Ein weiteres Thema waren die Menschenrechts- und Umweltrechtsverletzungen, Unfallgefahren, die bei der Förderung von Erdgas sowie beim Transport durch Pipelines an die Küsten auftreten, wo es in Flüssigerdgas (LNG) umgewandelt und anschließend über Häfen weltweit verschifft wird. Die Umweltorganisation Urgewald hat eine umfangreiche Datenbank erstellt, die aufzeigt, dass vermeintlich als umweltfreundlich deklarierte Fonds durch die mit LNG verbundenen Umweltbelastungen nicht als nachhaltige Investitionen angesehen werden können.

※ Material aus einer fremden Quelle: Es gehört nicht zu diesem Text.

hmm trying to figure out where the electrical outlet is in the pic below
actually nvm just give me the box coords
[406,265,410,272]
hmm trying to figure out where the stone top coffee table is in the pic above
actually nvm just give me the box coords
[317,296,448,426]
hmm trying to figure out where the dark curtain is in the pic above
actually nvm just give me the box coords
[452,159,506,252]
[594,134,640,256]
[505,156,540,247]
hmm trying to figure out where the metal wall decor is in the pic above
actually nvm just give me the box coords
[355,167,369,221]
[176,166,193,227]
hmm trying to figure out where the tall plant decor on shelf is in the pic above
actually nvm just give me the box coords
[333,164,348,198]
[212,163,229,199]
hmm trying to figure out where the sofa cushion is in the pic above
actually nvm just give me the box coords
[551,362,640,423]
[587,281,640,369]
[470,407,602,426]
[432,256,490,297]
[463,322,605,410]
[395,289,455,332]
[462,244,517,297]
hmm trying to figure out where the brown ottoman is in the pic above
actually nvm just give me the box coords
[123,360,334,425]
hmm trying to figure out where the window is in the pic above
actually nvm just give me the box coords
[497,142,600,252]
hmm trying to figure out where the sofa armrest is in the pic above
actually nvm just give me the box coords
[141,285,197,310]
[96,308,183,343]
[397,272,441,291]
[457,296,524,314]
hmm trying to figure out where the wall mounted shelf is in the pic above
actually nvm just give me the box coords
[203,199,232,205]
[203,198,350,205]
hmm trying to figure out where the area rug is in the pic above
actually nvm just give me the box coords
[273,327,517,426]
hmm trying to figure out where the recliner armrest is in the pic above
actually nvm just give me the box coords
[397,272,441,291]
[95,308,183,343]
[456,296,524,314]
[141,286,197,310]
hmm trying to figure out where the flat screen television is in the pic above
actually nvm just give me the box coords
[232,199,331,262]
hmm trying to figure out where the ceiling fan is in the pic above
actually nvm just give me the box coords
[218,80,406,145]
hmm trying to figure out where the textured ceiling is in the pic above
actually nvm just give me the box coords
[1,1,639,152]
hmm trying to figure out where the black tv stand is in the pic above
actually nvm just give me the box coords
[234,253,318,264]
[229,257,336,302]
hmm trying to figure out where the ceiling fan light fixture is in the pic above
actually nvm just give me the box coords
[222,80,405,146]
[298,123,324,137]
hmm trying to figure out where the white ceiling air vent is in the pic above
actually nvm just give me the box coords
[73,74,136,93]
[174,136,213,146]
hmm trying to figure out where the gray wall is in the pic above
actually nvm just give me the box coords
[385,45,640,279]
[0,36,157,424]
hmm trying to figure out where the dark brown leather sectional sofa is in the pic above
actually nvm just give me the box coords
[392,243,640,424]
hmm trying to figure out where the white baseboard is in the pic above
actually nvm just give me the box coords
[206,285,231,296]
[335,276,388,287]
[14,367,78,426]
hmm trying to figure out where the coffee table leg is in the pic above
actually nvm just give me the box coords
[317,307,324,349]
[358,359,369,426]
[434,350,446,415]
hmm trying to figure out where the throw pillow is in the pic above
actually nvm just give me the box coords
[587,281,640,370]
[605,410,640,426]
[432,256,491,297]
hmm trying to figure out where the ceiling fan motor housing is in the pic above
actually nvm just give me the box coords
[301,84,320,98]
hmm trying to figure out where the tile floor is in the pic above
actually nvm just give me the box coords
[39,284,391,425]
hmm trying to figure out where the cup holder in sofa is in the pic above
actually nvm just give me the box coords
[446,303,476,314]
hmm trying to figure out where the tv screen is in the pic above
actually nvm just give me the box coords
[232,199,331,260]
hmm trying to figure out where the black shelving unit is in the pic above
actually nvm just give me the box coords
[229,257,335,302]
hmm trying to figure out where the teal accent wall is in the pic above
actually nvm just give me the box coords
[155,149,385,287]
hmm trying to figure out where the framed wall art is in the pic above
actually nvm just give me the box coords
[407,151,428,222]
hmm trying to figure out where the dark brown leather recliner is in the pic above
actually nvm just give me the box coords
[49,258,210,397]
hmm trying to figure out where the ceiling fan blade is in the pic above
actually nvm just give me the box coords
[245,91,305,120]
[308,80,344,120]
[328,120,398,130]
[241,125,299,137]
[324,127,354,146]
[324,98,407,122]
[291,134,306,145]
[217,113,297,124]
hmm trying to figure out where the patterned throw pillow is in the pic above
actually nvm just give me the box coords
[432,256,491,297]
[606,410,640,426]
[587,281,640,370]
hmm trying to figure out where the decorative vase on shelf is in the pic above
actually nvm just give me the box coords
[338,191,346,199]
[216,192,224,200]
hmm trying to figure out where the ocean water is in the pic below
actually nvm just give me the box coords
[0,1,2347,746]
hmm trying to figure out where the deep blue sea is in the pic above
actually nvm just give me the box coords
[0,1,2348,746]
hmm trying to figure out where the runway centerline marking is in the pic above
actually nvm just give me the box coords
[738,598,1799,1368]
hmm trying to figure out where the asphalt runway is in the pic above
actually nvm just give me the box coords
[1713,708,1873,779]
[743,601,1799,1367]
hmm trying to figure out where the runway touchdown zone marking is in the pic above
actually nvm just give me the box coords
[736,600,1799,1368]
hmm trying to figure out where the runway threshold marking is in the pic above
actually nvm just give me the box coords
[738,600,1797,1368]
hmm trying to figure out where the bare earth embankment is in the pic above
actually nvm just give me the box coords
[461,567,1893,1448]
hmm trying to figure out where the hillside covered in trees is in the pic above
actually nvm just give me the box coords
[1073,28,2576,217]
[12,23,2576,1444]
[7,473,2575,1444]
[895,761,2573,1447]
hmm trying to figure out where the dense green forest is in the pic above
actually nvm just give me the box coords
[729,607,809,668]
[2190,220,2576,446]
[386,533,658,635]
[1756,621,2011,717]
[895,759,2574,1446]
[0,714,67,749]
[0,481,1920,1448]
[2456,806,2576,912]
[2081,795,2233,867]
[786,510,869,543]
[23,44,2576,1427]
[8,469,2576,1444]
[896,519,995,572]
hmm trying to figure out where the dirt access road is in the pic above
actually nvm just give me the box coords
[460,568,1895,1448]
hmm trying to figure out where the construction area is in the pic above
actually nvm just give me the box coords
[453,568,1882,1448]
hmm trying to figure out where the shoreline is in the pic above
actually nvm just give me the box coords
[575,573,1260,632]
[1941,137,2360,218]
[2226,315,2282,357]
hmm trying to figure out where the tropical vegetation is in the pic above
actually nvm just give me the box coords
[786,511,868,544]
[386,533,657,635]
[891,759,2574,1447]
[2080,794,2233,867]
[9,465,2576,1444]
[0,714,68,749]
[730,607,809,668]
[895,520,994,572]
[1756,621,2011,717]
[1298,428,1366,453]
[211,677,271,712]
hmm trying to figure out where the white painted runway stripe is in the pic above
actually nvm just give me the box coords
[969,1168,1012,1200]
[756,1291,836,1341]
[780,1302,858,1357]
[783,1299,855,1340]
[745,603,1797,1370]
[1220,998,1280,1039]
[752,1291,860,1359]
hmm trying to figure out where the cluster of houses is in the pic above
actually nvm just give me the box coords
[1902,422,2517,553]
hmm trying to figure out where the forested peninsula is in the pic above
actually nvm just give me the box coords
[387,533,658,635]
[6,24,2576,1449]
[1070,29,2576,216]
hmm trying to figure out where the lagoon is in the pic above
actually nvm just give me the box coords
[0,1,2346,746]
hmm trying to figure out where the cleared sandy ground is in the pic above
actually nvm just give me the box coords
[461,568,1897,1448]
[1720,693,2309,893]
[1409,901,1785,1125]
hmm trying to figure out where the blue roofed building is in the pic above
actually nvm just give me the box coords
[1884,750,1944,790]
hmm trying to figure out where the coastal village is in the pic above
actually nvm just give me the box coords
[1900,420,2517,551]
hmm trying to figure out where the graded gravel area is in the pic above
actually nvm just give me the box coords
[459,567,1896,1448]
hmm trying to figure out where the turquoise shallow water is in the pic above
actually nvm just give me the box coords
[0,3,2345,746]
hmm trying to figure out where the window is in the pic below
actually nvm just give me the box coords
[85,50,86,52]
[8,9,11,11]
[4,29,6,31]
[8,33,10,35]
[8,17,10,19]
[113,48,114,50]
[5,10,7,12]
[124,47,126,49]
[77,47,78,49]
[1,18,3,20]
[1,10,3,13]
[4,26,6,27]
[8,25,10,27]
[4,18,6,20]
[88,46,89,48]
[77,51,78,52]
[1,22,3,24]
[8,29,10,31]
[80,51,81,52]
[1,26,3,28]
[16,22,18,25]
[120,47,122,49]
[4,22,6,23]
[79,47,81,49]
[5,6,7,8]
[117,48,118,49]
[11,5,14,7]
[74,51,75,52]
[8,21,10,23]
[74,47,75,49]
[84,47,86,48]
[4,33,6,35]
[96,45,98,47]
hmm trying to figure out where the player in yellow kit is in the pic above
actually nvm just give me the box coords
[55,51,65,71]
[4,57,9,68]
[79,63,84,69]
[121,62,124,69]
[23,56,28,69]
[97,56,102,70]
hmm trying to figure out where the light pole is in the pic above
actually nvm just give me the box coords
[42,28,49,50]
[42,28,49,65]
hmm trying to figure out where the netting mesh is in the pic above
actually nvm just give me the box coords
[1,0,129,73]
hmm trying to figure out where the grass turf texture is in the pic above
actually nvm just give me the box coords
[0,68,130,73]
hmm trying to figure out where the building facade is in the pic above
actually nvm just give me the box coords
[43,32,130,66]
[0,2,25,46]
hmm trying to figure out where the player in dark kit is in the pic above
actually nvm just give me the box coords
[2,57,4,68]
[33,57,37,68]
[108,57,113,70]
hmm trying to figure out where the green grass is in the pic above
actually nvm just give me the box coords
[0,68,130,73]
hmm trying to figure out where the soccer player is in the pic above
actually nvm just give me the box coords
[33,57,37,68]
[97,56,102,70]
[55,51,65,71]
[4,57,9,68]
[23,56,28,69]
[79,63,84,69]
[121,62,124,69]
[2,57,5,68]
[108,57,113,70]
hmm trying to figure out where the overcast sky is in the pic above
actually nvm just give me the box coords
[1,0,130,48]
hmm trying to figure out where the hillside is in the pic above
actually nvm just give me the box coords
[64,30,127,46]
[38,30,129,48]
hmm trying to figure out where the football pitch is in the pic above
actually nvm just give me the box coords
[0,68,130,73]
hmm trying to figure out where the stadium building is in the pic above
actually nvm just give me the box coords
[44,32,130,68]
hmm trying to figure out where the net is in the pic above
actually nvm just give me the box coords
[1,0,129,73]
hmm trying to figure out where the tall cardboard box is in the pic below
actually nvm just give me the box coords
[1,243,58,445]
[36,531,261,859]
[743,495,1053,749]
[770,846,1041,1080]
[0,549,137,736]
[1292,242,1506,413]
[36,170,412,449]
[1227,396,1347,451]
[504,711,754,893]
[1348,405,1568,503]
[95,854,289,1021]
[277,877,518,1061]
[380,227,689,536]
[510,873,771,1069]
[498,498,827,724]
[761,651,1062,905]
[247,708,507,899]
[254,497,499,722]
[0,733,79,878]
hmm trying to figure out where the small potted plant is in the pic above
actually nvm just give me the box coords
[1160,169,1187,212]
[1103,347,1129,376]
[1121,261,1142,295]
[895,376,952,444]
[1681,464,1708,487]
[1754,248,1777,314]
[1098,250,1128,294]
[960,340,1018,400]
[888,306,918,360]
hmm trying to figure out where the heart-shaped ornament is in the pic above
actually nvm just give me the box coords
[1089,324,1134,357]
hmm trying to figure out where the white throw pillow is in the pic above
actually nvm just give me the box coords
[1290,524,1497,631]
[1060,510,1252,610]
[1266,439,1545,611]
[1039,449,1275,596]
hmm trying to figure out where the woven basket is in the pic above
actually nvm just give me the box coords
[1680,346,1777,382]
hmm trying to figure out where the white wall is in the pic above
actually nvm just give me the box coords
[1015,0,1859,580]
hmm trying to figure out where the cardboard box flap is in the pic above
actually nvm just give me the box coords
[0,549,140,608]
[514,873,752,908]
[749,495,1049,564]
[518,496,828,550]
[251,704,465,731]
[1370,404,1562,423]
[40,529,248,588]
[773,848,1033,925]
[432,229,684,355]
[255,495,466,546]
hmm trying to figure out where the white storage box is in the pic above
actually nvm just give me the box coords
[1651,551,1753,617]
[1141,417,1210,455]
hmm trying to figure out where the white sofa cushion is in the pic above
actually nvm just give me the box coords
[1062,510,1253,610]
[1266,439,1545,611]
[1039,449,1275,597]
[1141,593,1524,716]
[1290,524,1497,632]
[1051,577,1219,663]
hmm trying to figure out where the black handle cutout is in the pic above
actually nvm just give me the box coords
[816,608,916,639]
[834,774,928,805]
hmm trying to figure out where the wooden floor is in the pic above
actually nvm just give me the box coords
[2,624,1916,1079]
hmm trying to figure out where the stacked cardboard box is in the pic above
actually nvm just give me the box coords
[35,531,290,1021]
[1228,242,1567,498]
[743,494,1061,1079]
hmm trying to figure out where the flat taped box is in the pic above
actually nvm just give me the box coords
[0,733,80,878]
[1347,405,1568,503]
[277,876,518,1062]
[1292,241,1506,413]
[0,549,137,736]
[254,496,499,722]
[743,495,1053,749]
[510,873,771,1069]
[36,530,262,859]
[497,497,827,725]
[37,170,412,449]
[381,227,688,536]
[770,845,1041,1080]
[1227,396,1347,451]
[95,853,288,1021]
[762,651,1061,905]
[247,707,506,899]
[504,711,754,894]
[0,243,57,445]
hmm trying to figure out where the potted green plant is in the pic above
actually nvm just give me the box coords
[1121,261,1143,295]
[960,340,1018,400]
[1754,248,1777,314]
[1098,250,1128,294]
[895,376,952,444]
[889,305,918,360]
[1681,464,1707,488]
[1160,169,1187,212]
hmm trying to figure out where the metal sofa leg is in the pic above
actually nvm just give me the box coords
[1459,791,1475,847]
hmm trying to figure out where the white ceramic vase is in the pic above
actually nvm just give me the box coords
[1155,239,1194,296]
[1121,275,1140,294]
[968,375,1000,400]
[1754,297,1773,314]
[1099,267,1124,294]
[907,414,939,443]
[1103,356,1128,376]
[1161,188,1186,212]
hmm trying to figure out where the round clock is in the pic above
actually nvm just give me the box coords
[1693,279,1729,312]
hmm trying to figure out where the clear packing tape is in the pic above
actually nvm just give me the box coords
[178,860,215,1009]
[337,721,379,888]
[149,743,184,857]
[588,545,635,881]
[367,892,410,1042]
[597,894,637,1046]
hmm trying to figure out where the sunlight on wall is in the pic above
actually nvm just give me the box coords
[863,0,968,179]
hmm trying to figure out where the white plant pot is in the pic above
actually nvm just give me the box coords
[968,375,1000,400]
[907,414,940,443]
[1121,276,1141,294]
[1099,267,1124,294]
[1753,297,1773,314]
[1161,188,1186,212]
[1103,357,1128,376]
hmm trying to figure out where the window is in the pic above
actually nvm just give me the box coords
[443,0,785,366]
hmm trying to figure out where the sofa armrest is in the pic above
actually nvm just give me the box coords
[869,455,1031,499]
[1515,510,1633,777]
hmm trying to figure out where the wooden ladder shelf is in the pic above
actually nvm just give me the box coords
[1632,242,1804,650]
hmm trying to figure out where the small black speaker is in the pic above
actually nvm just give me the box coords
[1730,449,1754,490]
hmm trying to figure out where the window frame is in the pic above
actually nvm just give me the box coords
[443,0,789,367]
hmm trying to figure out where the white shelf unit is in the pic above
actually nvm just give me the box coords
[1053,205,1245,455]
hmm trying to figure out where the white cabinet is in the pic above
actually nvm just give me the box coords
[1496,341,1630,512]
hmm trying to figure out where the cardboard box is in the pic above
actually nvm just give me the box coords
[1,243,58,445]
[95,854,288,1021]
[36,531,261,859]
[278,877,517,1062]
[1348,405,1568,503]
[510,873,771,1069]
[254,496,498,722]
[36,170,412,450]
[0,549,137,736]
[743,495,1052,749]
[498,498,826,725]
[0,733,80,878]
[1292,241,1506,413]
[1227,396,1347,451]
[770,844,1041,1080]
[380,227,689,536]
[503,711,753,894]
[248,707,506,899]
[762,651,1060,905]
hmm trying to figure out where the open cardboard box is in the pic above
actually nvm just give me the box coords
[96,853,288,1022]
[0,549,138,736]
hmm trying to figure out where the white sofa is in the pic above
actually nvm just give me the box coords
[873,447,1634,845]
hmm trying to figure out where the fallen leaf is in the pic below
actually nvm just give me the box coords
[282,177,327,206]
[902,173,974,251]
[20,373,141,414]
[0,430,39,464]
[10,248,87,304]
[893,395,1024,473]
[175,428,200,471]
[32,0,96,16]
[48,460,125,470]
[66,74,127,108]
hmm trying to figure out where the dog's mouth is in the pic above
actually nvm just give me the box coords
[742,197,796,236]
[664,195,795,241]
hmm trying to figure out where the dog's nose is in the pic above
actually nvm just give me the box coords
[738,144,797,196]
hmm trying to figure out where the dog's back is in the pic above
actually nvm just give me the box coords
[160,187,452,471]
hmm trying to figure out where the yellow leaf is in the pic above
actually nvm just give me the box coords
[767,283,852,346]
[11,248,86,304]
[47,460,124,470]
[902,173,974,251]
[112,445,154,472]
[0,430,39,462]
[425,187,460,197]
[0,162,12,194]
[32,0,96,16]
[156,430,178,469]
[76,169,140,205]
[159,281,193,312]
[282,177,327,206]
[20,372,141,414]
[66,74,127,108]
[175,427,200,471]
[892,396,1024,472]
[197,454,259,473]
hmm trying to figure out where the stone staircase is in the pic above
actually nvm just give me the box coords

Eine genauere Betrachtung zeigt, dass LNG nicht zu dem angestrebten gerechten Energiewandel beiträgt.

Die Forderung nach einem Bann von russischem LNG könnte kritisch betrachtet werden – sie ist grundsätzlich unterstützenswert, doch ähnliche Sanktionen, wie etwa das Verbot russischer Kohle, haben in der Vergangenheit nicht zwangsläufig zu Verbesserungen in den betroffenen Regionen geführt. Ein Beispiel dafür sind die Wayuu in Kolumbien, deren angestammtes Gebiet weiterhin von Kohletransporten durchquert wird. Die Ausbeutung ihrer Ressourcen wird fortgesetzt, ohne dass sich ihre Lebensbedingungen verbessern. Bei einer anderen Veranstaltung, «Energiewende für wen und auf wessen Kosten?» in der Rosa-Luxemburg-Stiftung, wurde deutlich, dass auch die geplanten Geschäfte mit der in ihrem Gebiet erzeugten Energie mit Menschenrechts- und Umweltrechtsverletzungen einhergehen werden – eine Fortsetzung der Missstände, die bereits beim Kohleabbau sichtbar wurden.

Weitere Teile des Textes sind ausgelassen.